# Weekly challenge 12/8 - 12/14  It’s Halftime!



## SquarePeg (Dec 7, 2018)

For this week’s challenge, show half of your subject.  You can use shadows, other objects, lighting, depth of field, angles, cropping etc to accomplish this.  Any subject(s) you like.  Be creative! 

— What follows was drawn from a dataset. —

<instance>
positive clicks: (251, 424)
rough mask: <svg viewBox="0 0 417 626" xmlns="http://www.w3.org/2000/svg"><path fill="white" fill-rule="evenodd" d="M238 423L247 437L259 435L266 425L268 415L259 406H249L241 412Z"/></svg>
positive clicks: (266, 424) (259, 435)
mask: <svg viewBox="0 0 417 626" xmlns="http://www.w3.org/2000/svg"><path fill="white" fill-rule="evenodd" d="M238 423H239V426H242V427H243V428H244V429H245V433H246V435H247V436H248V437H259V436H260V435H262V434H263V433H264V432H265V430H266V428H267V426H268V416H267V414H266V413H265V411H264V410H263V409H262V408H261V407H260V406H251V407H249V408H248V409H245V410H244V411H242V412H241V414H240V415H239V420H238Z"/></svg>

As always, new photos only please.  Get out there and shoot!


----------



## Fujidave (Dec 8, 2018)

I look forward to this challenge


----------



## Fujidave (Dec 8, 2018)

After having a mooch today with the X100F, I had a very busy 5 minutes in the pub


----------



## Dean_Gretsch (Dec 8, 2018)

Aha. I see what you did there, but you can't do it again ( as it sits now anyway  ).


----------



## DennyN (Dec 8, 2018)

The directions said use one half cup.


----------



## Peeb (Dec 11, 2018)

Half way down...


----------



## Peeb (Dec 11, 2018)

Half awake...


----------



## Dean_Gretsch (Dec 12, 2018)

1745 Half Penny


----------



## photoflyer (Dec 12, 2018)

Walking home from the gym I saw this and it reminded me of the challenge.


----------



## photoflyer (Dec 12, 2018)

Fujidave said:


> After having a mooch today with the X100F, I had a very busy 5 minutes in the pub



Normally I see a glass as half full but when it is a pint it is, well, half empty.


----------